Families of MH370 passengers dismiss compensation offer until plane is found
A MALAYSIAN official has met with relatives of passengers who were aboard the missing Malaysia Airlines Flight MH370 and discussed ways of providing them with financial assistance.
The compensation claim came as an unmanned submarine continued its search for any signs of the jet.
Deputy Foreign Affairs Minister Hamzah Zainuddin met the passengers' relatives in Kuala Lumpur. Financial assistance was discussed and family members were urged to submit a plan for consideration. He declined to elaborate further, but said a fund could possibly be set up by the government or Malaysia Airlines.
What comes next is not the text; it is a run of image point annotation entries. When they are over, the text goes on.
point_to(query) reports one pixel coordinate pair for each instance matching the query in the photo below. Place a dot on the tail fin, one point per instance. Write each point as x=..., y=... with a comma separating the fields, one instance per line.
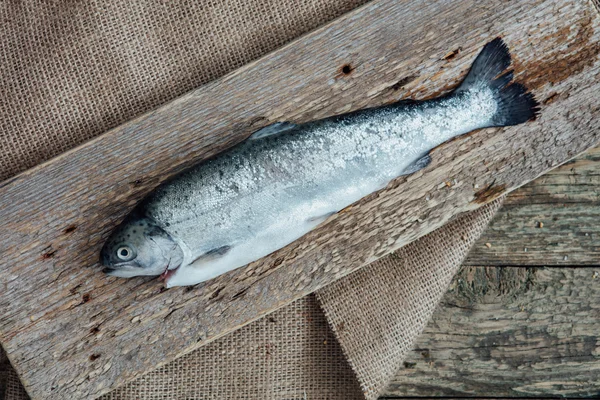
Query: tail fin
x=515, y=104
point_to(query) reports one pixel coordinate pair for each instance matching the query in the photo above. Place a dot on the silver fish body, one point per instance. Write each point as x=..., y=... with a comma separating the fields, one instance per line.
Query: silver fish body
x=286, y=179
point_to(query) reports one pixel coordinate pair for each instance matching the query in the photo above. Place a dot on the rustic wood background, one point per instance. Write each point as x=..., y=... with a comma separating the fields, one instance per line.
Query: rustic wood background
x=525, y=325
x=73, y=333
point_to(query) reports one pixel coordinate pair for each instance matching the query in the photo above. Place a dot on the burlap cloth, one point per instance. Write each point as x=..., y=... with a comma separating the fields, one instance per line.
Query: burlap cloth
x=72, y=70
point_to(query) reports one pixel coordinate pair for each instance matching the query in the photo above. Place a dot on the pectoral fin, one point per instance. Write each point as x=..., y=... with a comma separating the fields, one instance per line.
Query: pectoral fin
x=210, y=255
x=417, y=165
x=319, y=218
x=273, y=129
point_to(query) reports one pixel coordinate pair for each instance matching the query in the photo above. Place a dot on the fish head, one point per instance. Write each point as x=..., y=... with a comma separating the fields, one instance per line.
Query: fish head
x=140, y=247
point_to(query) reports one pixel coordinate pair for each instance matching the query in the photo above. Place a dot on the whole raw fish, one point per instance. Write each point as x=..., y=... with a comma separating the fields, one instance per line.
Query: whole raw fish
x=286, y=179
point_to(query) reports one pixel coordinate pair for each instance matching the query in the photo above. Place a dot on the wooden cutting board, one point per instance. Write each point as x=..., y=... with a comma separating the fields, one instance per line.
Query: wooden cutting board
x=71, y=332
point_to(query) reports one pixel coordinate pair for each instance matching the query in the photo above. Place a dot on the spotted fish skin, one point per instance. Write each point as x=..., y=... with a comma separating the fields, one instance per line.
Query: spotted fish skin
x=286, y=179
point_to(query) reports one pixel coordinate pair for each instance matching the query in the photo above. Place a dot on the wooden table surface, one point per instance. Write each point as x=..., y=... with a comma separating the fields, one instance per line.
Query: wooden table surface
x=522, y=317
x=56, y=216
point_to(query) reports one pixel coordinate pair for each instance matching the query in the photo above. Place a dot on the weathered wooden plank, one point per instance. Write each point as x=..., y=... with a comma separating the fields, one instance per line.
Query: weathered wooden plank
x=553, y=220
x=514, y=332
x=73, y=333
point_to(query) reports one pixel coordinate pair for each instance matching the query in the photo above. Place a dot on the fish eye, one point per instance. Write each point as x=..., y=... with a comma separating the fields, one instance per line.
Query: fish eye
x=124, y=253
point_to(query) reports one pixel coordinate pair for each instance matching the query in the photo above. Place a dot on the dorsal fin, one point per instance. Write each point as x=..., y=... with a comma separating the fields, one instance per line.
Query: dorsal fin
x=273, y=129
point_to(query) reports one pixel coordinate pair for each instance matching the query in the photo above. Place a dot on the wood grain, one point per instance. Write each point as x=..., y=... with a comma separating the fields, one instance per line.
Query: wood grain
x=72, y=332
x=554, y=220
x=509, y=332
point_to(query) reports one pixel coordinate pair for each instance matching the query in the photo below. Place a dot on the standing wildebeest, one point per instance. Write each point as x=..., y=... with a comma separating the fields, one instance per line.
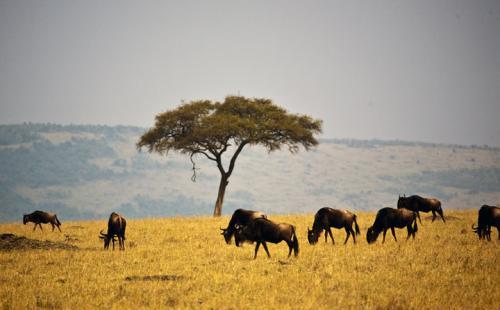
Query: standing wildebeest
x=39, y=217
x=240, y=218
x=391, y=218
x=328, y=217
x=488, y=216
x=417, y=204
x=262, y=230
x=116, y=227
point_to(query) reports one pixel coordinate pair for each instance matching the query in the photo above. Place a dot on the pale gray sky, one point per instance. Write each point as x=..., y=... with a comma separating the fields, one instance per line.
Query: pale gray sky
x=410, y=70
The relatives, however, expressed dissatisfaction with the meeting, saying in a statement that until "at least a tiny bit of concrete evidence" that the plane crashed is found, authorities should not try to settle the case with final pay-offs.
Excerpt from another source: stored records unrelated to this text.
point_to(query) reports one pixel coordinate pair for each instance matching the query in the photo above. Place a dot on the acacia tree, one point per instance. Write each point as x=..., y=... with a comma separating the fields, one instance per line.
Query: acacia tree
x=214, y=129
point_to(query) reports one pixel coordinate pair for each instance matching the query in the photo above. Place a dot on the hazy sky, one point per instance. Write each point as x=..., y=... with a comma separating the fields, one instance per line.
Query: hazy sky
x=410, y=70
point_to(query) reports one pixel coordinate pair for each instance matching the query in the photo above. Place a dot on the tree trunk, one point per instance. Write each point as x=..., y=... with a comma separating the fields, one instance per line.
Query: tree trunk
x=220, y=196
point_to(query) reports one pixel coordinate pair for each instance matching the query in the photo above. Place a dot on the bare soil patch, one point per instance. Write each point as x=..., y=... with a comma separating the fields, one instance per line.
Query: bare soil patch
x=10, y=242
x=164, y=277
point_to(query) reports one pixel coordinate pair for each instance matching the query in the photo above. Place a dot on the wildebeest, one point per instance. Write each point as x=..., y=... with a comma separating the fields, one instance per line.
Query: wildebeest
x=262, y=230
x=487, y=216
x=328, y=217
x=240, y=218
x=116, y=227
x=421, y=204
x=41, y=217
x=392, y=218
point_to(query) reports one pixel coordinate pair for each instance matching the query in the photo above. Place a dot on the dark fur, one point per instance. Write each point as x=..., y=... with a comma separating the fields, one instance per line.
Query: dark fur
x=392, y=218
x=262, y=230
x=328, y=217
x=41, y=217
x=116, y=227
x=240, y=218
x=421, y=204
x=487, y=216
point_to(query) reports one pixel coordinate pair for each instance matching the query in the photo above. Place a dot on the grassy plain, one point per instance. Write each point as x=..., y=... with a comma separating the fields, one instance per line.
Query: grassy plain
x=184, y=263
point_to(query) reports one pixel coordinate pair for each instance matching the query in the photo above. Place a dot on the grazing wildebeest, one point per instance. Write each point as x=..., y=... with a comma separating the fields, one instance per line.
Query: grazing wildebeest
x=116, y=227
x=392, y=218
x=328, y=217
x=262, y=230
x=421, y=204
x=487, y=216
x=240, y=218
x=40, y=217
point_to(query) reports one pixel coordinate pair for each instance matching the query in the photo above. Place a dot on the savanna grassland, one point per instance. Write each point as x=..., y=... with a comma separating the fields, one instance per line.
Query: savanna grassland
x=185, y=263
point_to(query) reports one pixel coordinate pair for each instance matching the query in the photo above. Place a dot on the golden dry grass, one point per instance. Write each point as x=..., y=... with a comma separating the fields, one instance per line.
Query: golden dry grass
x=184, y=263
"No meaningful report on the progress of the investigation was given" at the meeting, the relatives said, adding that "not a single one" of their questions was answered. Mr Zainuddin, who heads a committee overseeing the needs of the next of kin, said: "We realise this is an excruciating time for the families of those on board. We understand the desperate need for information on behalf of the families and those watching around the world."
He added that he would soon visit Beijing to shore up bilateral relations between Malaysia and China. Two-thirds of the missing plane's 227 passengers were Chinese, and many of their family members have been angered by Malaysia's handling of the investigation, with some accusing the government of lying, incompetence or participating in an outright cover-up.
After nearly a week of sweeping the bottom of the ocean with sonar, the unmanned sub begins its eighth mission today.
The US Navy's Bluefin 21 is combing the silt-covered seabed off the coast of western Australia. It is searching around the location of an underwater signal that was believed to have come from the jet's black boxes.
zMeanwhile last night a Malaysia Airlines flight heading to India with 166 people aboard made an emergency landing in Kuala Lumpur after it was forced to turn back when a tire burst upon takeoff, the airline said. The airline said Flight 192 to Bangalore in southern India landed safely at Kuala Lumpur International Airport at 1:56 a.m. , about four hours after it departed. The airline initially said the right landing gear of the Boeing 737-800 "malfunctioned" but later added that the problem was caused by a burst tire.